Russell presented the game ball to Rooney, exclaiming, "This one's for The Chief. It's been a long time coming."
"Thank you," murmured Rooney. "I'm proud of you and I'm grateful to you."
"Art Rooney is the greatest man who ever walked," exulted Bradshaw in a burst of hyperbole. "I'm glad our victory occurred in Louisiana. This is like the hometown boy coming home to win the Super Bowl." Bradshaw is a Shreveport native.
Terry recalled that Rooney had predicted in 1970 that the Steelers would be in the Super Bowl in five years. "I didn't believe in that stuff at the time but here we are," he said.
"As I walked off the field, I just savored it all, the noise and all the emotion. It was just a great, satisfying feeling."

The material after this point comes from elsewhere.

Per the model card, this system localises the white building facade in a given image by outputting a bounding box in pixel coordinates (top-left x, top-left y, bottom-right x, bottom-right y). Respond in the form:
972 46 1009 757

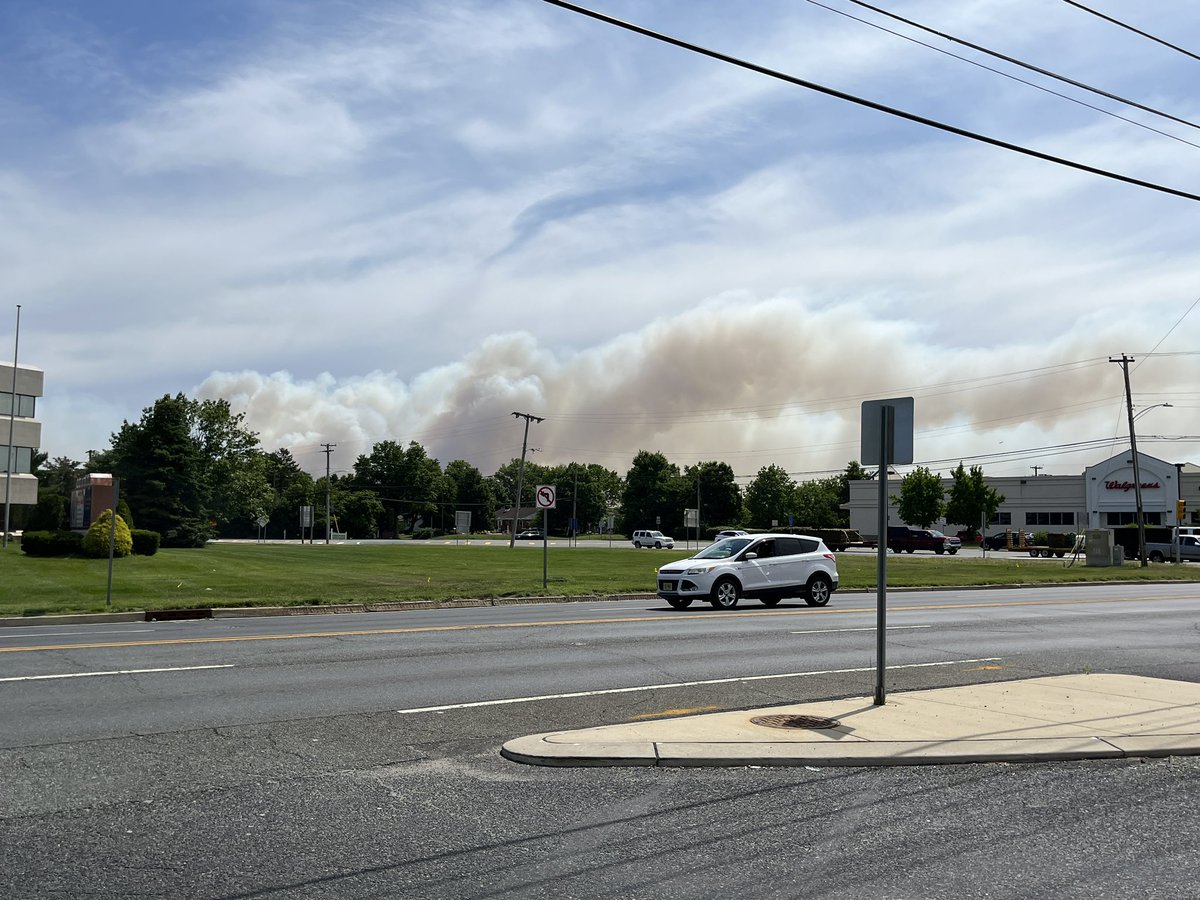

As Bradshaw walked into the clubhouse, he, like many members of the Steelers, was wearing a special type of shoe supplied by equipment manager Tony Parisi.
"I knew that the artificial surface of Tulane Stadium would be slick if it rained," reported Parisi, a transplanted Canadian. "So I called up the Weather Bureau and asked for a long-range forecast. They told me there was a good chance there would be a lot of rain before Sunday.
"Then I remembered reading something about shoes that had not yet come on the market. I did a little checking and found I could get this special type of shoe in Montreal. I phoned and ordered 75 pairs of shoes, which arrived on Wednesday.
"I don't tell the players what to wear. I only suggest and if they like the suggestion, fine."
"I don't know where he got 'em, but it was like they came from heaven," declared Russell. "They made a tremendous difference. They were absolutely fantastic."
Russell, Bradshaw and Harris were among those who wore the special shoes during the second half of the game, a game that, many contended, would not have culminated in victory without the foresight and enterprise of Tony Parisi.